King, thinking along similar lines and amused, replied enthusiastically,

“I was just going to quote that! In 1170 December 29, Henry II said, ‘Who will rid me of this meddlesome priest?’ and then the next day he was killed. Thomas à Becket – that’s exactly the same situation. We’re thinking along the same lines.”

It was a short exchange and ended there. Who can say whether it was serendipity, something rehearsed, or simply a reference we’ve all thought in some way or another applies to these “unPresidented” times.

The original Henry II quote varies by source. Some use “meddlesome priest” while others use “turbulent priest.” The actual word was probably troublesome, but if we are using the quote in the context of our current President – we may want to choose a different adjective…

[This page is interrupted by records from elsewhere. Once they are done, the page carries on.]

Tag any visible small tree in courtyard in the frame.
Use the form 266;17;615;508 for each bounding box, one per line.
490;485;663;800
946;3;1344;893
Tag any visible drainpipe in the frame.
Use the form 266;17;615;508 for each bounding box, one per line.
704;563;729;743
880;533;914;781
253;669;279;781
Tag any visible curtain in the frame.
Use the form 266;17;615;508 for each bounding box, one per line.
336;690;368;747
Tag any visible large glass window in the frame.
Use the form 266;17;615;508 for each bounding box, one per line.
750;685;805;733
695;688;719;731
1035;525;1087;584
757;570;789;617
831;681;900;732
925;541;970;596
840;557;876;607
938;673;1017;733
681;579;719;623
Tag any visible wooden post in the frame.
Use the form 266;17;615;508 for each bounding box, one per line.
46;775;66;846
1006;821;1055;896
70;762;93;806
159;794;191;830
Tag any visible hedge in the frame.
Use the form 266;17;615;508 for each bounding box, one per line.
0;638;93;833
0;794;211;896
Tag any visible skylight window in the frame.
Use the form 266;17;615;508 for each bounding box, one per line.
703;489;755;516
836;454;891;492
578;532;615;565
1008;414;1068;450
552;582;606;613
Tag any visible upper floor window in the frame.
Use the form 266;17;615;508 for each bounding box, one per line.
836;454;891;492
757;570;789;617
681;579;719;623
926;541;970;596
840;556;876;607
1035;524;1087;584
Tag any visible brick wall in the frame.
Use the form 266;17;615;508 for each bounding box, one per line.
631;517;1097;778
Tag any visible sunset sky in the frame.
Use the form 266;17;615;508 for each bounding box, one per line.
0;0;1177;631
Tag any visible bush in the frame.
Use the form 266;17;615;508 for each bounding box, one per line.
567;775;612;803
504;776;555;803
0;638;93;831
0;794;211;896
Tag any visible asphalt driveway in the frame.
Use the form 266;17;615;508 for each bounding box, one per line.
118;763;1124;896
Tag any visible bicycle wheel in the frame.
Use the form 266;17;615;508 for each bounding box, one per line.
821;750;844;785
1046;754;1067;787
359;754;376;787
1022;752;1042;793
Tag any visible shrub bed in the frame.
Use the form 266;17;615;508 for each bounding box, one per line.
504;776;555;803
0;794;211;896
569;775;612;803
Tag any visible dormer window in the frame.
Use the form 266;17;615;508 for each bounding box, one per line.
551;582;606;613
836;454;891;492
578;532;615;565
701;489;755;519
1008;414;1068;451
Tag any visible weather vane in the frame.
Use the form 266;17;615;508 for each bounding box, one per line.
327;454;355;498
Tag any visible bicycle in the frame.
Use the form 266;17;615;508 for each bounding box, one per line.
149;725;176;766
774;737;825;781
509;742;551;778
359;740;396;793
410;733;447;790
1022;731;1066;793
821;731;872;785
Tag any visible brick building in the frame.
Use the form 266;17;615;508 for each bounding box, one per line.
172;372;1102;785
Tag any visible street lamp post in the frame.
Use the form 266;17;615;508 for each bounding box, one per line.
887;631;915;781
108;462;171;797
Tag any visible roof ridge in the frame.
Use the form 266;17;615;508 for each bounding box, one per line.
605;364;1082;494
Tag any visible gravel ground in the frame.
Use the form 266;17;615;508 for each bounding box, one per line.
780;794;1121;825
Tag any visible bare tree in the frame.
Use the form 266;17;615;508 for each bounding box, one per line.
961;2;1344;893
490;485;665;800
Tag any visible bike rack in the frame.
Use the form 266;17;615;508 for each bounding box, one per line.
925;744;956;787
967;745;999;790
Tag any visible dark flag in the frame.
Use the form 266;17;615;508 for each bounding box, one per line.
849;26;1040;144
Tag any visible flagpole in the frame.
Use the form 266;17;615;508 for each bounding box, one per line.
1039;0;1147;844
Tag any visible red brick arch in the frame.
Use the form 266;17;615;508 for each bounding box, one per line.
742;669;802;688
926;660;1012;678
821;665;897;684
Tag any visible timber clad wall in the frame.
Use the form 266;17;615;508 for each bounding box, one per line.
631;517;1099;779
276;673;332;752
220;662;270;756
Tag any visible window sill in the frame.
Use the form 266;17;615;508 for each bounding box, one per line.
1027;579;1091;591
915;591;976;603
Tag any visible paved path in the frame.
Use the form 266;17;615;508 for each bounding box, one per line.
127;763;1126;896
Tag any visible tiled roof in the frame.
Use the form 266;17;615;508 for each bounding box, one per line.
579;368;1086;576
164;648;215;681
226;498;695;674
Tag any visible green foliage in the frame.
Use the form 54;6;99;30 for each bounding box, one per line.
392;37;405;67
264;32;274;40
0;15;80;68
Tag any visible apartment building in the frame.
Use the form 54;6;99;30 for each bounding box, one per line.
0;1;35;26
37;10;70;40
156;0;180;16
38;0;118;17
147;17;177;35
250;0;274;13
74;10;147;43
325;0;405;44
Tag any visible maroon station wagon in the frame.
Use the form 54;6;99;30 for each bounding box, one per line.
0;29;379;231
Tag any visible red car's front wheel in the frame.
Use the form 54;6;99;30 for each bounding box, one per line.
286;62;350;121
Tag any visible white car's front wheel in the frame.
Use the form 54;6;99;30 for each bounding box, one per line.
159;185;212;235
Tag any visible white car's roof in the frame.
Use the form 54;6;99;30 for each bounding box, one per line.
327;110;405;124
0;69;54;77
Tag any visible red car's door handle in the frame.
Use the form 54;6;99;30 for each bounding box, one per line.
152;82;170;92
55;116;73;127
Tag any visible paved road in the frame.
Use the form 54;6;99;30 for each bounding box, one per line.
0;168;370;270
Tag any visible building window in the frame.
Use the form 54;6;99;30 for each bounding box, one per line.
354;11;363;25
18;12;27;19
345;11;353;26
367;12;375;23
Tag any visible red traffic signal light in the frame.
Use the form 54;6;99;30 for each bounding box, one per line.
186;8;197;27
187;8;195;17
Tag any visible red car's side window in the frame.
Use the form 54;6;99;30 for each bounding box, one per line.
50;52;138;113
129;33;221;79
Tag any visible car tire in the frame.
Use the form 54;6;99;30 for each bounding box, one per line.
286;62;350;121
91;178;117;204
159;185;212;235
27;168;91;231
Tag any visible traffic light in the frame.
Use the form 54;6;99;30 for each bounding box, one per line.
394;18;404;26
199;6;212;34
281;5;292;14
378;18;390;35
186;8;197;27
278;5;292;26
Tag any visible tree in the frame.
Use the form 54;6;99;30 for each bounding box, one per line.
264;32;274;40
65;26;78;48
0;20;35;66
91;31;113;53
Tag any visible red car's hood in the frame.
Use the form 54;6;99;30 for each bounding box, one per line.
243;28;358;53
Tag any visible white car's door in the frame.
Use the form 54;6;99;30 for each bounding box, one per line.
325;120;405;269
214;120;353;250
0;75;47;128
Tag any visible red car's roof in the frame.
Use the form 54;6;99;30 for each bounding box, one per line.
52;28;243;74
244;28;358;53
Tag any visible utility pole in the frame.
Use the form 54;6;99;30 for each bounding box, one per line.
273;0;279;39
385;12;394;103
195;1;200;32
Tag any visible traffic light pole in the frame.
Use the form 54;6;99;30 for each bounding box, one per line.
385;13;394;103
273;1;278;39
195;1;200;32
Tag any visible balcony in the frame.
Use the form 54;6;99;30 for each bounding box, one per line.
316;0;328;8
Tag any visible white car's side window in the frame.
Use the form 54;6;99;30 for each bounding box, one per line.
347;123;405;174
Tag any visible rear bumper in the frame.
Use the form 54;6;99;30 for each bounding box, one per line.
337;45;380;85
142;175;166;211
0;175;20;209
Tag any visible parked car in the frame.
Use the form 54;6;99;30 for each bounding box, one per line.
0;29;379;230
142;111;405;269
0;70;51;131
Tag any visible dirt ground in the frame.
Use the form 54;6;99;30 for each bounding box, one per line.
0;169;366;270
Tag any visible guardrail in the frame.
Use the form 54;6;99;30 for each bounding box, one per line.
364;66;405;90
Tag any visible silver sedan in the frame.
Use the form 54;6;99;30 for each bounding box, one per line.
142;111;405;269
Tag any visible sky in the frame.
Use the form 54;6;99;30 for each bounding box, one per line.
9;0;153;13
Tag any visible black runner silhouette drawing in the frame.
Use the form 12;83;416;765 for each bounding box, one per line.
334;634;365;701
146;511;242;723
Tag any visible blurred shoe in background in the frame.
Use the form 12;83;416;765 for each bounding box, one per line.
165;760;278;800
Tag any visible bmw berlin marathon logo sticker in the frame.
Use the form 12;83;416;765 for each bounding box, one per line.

14th century thomas a becket pilgrimage badge

14th century Thomas à Becket pilgrimage badge. Chaucer’s pilgrims may have found one like this in Canterbury. (image: British Museum)

I often have Thomas à Becket in the back of my mind this time of year. Early summer is the best time to read through Canterbury Tales. Chaucer’s story collection is framed by a tale of a group of pilgrims representing a sort of cross section of 14th century England making their way on pilgrimage together in early summer to Canterbury to give honor to “the hooly blissful martir” Thomas à Becket and telling tales along the way to pass the time.

I’m a bad Chaucer student this year though. While I was reading Knight’s Tale not too long ago, I haven’t started my annual pass through the full tales – I’ll have to get started “withouten any lenger taryynge.”

Anyway, it was nice to think, “ooh medieval reference” today during yet another reminder of the insanity that is all too commonplace in our country these days.